Elder and Cannon at Garnethill
10 Sep 2007
Triptych Elder and Cannon has completed its third building for St Aloysius among Garnethill’s tenements. Photographs by Keith Hunter.
GARNETHILL is very Glasgow. It’s got the ‘hill’, the art school, the Catholic Church, Chinatown and an appealing mix of shabby, working-class tenements and a couple of streets of well-healed middle-class ones.Then there is St Aloysius, one of Scotland’s most highly regarded private Catholic schools. St Aloysius sits where the city grid climbs up to embrace the ridge from which the area takes its name.
The urban grain is highly legible – from the top of the hill, the streets frame spectacular rollercoaster views down to the Clyde and over to the south of the city, while to the north, the vistas are contained by the majestic face of the Campsies. Somehow the natural exuberance of the topography reinforces the clarity and elegance of the city grid.
Like Glasgow School Of Art, St Aloysius has, over time, bought a number of properties and sites in the area, so it now has what might broadly be described as a campus. The special thing about this campus is that its circulation areas and break-out spaces are the city streets – spaces the school shares with the rest of the city.

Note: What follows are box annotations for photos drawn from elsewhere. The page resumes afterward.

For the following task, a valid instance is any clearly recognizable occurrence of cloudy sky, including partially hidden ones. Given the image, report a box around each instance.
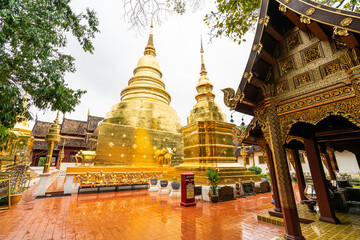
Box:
[30,0,253,127]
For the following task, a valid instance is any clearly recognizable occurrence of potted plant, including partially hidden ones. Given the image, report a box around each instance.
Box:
[206,169,220,203]
[150,178,157,186]
[159,177,169,188]
[171,177,181,190]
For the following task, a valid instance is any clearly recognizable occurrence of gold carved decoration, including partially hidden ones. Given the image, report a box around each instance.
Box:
[279,97,360,142]
[302,45,321,63]
[252,43,263,54]
[340,18,353,27]
[259,15,270,27]
[287,32,301,50]
[264,15,270,27]
[294,72,311,86]
[276,81,287,93]
[221,88,245,110]
[300,15,311,24]
[334,27,349,37]
[277,86,354,115]
[339,48,360,71]
[334,39,346,50]
[279,57,294,73]
[279,4,287,13]
[246,72,253,82]
[320,60,342,78]
[306,8,315,16]
[286,135,304,144]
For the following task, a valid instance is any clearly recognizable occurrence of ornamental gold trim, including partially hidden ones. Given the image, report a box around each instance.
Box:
[279,4,287,13]
[300,15,311,24]
[340,18,353,27]
[334,27,349,37]
[278,95,360,142]
[277,86,354,116]
[306,8,315,16]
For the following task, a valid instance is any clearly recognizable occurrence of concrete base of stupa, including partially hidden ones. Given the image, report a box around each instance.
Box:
[176,163,261,185]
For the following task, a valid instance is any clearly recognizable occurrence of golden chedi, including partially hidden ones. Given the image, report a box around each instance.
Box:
[177,42,260,184]
[94,23,183,167]
[0,93,34,164]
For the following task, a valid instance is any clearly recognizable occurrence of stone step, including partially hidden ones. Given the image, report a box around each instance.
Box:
[219,171,256,176]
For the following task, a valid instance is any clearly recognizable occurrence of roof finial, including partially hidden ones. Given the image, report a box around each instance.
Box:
[200,36,207,75]
[23,92,29,110]
[54,111,60,124]
[144,17,156,56]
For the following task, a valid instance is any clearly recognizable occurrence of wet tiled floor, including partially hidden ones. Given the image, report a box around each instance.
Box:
[274,204,360,240]
[0,189,284,240]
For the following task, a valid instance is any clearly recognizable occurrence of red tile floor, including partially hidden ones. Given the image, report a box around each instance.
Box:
[0,188,284,240]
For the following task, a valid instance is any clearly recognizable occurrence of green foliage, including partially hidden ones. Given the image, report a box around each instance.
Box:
[204,0,261,44]
[248,166,262,175]
[205,169,220,195]
[0,0,99,138]
[38,157,46,167]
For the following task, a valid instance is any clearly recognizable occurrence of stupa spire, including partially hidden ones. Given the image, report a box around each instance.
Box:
[195,37,215,102]
[200,37,207,76]
[144,18,156,56]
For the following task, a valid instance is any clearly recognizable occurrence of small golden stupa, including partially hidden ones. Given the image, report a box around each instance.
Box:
[94,22,183,168]
[177,41,260,184]
[0,93,34,163]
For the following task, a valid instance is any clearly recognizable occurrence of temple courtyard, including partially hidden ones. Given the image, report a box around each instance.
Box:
[0,185,284,240]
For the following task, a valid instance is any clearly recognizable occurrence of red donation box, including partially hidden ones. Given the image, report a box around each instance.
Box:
[180,173,196,207]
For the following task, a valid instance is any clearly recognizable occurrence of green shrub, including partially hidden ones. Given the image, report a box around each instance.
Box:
[38,157,46,167]
[248,166,262,175]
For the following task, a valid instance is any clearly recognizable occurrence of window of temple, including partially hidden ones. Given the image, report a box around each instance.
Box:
[259,156,265,164]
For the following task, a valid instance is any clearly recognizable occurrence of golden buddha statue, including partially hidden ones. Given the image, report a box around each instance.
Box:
[96,170,106,185]
[80,171,93,184]
[94,18,183,168]
[109,173,119,184]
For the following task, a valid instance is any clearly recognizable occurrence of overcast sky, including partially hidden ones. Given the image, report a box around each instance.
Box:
[30,0,253,127]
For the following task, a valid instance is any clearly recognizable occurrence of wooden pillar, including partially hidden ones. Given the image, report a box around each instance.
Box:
[265,98,304,240]
[304,138,340,224]
[290,149,306,203]
[324,153,336,180]
[266,144,281,212]
[354,151,360,170]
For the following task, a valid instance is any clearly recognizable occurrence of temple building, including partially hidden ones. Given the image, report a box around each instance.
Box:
[224,0,360,239]
[95,21,183,167]
[177,41,261,185]
[31,113,103,167]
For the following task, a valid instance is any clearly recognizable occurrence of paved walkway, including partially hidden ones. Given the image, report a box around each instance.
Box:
[0,188,284,240]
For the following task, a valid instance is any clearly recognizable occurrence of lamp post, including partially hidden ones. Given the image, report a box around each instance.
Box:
[240,144,247,168]
[58,141,65,170]
[43,112,60,173]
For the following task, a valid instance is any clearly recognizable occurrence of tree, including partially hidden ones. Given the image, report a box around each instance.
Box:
[0,0,99,142]
[124,0,360,44]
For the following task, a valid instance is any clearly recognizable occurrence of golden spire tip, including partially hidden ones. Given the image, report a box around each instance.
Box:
[54,111,60,124]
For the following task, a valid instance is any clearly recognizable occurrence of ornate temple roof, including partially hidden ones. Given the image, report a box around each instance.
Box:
[187,40,226,125]
[32,121,52,138]
[223,0,360,115]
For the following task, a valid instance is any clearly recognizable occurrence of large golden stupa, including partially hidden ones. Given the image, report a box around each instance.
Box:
[94,20,183,167]
[177,41,261,184]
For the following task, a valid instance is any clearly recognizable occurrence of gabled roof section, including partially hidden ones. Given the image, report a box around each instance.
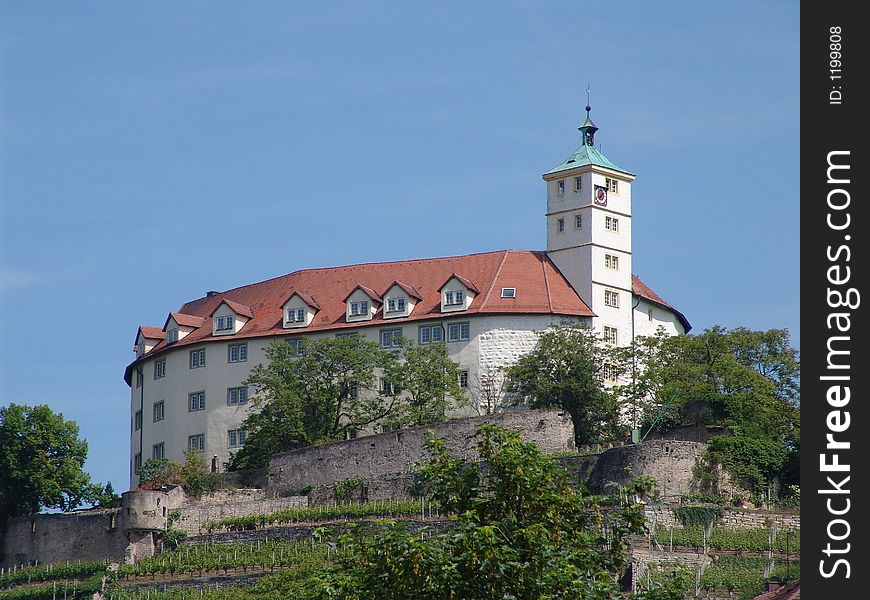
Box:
[281,291,324,311]
[631,273,692,333]
[344,283,384,304]
[214,298,254,318]
[544,144,634,177]
[438,273,480,294]
[163,311,206,330]
[125,250,595,383]
[381,281,423,300]
[136,325,166,340]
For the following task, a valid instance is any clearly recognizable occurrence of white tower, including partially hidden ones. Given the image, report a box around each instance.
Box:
[544,100,634,346]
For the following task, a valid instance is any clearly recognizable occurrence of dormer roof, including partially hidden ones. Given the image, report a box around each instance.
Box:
[381,281,423,300]
[211,298,254,325]
[163,312,205,331]
[344,284,384,304]
[438,273,480,294]
[281,290,324,311]
[136,325,166,340]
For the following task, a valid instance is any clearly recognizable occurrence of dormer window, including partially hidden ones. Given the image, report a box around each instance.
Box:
[216,315,235,331]
[444,290,465,306]
[281,291,320,329]
[387,298,406,312]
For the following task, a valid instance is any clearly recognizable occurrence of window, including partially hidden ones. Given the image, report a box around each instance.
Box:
[444,290,465,306]
[381,329,402,348]
[187,433,205,452]
[284,333,306,356]
[227,429,248,448]
[216,315,236,331]
[190,348,205,369]
[350,300,369,317]
[447,323,471,342]
[287,308,305,323]
[227,387,248,406]
[187,392,205,412]
[227,343,248,362]
[381,379,402,396]
[417,325,444,346]
[387,298,405,312]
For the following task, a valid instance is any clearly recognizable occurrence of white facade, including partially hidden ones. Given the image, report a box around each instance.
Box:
[128,109,688,486]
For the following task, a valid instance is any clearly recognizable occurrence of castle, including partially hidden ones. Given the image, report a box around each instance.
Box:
[124,106,691,488]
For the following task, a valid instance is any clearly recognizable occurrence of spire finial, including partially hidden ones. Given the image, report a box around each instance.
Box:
[578,83,598,146]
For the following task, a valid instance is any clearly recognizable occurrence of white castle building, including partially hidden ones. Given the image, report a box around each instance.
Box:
[124,106,691,487]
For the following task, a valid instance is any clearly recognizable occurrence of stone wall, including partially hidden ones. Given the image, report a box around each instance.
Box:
[644,508,801,530]
[2,508,129,567]
[588,440,707,498]
[172,490,308,535]
[267,410,574,496]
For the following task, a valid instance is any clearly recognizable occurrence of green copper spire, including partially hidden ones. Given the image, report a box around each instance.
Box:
[544,86,634,176]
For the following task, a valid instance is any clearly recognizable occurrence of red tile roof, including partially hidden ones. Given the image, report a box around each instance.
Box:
[214,298,254,318]
[343,283,383,304]
[281,291,320,311]
[125,250,688,382]
[631,274,692,333]
[381,281,423,300]
[438,273,480,294]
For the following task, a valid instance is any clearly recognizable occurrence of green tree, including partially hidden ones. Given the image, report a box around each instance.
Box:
[506,326,624,445]
[0,404,95,523]
[313,425,682,600]
[615,326,800,492]
[229,336,396,469]
[384,340,468,425]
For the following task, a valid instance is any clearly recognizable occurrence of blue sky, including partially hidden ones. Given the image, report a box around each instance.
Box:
[0,0,799,489]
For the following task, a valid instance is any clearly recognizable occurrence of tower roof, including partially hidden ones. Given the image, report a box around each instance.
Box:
[544,144,634,177]
[544,95,634,177]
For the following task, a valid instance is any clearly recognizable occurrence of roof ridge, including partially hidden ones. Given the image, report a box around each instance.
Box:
[480,250,510,309]
[541,254,553,312]
[198,248,539,306]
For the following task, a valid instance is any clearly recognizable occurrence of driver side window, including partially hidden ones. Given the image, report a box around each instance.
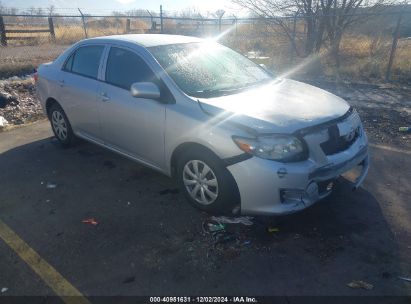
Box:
[106,47,157,90]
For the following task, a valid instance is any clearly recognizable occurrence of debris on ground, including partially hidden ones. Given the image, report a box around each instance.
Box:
[347,281,374,290]
[158,188,180,195]
[0,77,45,129]
[82,218,98,226]
[123,276,136,284]
[46,182,57,189]
[267,227,280,233]
[207,223,225,232]
[398,277,411,282]
[0,116,9,128]
[211,216,253,226]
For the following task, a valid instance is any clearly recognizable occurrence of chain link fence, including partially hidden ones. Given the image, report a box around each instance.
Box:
[0,14,411,81]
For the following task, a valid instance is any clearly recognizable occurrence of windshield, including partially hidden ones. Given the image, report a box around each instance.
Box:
[149,42,272,98]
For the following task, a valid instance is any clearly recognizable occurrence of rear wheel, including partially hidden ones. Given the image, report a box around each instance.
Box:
[177,149,239,213]
[49,103,74,147]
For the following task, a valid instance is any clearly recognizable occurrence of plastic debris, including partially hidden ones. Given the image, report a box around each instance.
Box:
[211,216,253,226]
[82,218,98,226]
[207,223,225,232]
[123,277,136,284]
[0,116,9,128]
[267,227,280,233]
[398,277,411,282]
[347,281,374,290]
[46,182,57,189]
[214,233,236,245]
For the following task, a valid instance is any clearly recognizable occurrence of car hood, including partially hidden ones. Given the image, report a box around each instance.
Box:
[198,79,350,133]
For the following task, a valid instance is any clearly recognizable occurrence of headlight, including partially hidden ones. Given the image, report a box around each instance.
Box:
[233,134,306,162]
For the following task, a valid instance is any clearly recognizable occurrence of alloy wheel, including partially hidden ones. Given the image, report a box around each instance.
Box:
[183,160,218,205]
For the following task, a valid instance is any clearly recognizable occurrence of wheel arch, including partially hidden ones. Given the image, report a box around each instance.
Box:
[170,142,223,177]
[46,97,61,116]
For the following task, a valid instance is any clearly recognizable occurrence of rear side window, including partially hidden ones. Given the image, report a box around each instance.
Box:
[63,53,74,72]
[106,47,156,90]
[64,45,104,79]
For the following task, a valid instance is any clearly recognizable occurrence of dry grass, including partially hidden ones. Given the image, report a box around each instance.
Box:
[0,18,411,81]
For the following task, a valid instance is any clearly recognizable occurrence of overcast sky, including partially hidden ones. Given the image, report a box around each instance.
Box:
[0,0,246,13]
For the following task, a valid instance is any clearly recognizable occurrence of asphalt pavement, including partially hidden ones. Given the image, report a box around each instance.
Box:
[0,121,411,297]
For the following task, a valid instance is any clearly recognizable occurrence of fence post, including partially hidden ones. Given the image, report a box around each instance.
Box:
[48,17,56,42]
[385,13,402,81]
[290,12,298,64]
[78,8,88,38]
[160,5,163,33]
[0,16,7,46]
[126,18,131,34]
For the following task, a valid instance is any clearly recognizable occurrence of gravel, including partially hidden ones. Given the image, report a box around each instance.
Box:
[0,77,45,130]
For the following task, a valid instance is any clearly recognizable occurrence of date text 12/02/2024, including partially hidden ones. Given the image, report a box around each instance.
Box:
[150,296,258,303]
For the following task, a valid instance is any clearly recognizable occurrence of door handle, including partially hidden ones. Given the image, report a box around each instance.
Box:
[100,92,110,102]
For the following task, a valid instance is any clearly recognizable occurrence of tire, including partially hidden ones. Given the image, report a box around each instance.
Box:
[176,148,240,214]
[48,103,74,148]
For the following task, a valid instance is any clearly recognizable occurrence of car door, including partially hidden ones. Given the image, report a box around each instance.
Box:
[58,45,105,141]
[100,46,166,169]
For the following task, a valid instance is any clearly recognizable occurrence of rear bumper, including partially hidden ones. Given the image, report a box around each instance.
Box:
[227,136,369,215]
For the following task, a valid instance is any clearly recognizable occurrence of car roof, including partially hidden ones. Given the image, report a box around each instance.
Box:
[86,34,203,47]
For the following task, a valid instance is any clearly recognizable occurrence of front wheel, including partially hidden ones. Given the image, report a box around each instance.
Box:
[177,149,239,213]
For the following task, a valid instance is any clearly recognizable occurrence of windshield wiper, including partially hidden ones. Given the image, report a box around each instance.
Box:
[188,78,273,97]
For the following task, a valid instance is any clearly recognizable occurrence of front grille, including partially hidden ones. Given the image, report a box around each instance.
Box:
[320,125,360,155]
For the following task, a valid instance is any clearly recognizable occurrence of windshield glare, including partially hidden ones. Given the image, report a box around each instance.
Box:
[149,42,271,97]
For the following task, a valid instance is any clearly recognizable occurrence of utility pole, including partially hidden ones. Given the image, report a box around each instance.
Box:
[160,5,163,33]
[385,13,402,81]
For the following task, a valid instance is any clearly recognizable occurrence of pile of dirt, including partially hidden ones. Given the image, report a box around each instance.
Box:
[0,78,44,130]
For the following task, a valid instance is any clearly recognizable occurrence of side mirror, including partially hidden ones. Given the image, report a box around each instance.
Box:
[130,82,160,99]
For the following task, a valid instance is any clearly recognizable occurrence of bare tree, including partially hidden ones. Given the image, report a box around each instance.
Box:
[232,0,390,62]
[47,4,56,16]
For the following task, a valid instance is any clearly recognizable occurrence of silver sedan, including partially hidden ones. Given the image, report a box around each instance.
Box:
[36,35,368,214]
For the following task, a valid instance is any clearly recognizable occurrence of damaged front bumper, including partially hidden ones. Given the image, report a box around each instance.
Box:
[227,135,369,215]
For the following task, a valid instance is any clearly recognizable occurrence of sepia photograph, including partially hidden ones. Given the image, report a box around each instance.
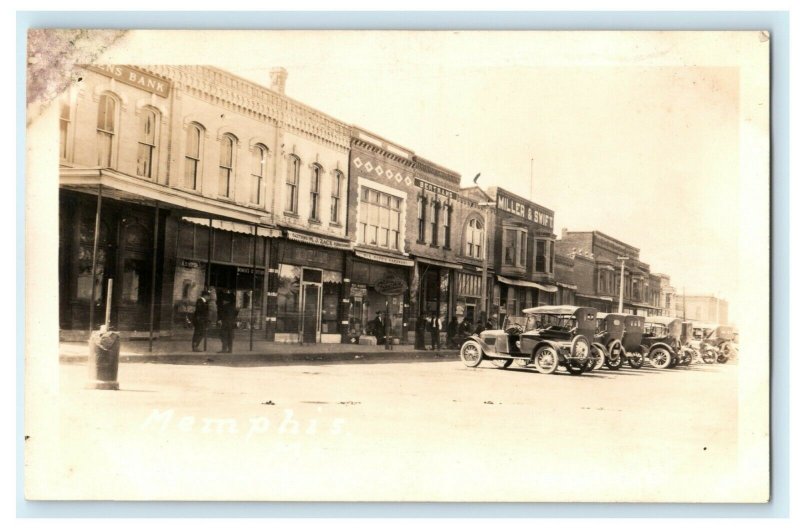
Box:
[24,28,771,504]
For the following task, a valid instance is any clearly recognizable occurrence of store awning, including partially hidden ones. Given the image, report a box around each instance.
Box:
[355,250,414,266]
[497,276,558,292]
[181,217,281,237]
[415,257,464,270]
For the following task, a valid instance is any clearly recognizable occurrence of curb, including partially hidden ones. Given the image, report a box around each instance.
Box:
[59,351,459,367]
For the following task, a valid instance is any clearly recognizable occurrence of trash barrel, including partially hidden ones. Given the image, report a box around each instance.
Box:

When St Aloysius Junior School was completed in 1999, it was the city’s best-kept secret. All eyes were focused on The Lighthouse and Homes for the Future. The fact that Elder and Cannon had produced a really groundbreaking school that made a unique contribution to the urban fabric of Garnethill went unrecorded. Then, in 2004, the RIAS gave Elder and Cannon its annual prize for the practice’s second intervention in the area, the Clavius Building on Scott Street. This year the practice has completed its third building which brings together two independent but related facilities: a spirituality centre on the ground floor and a residence – a large house for up to 10 priests and their guests on the upper three floors.
This house contains a small chapel, visible as a tall timber box at the rear, a reception and dining space contained within an internal double volume, and an upper lounge leading to a roof terrace. Like the Clavius Building, the residence presents a panelled concrete gable to Scott Street, book-ending the long run of tenements and marking its civic nature. The residence is, however, a touch more gentle and domestic, and a little less gritty than its partner opposite.
The south-facing roof terrace, which looks like it has been carved out of the block, provides a deliberate challenge to the solid stone boxes that surround it, but it’s also entirely at home. This is partly because it faces on to the Clavius Building, but also because the massing – like the other two buildings in the triptych – is perfectly judged.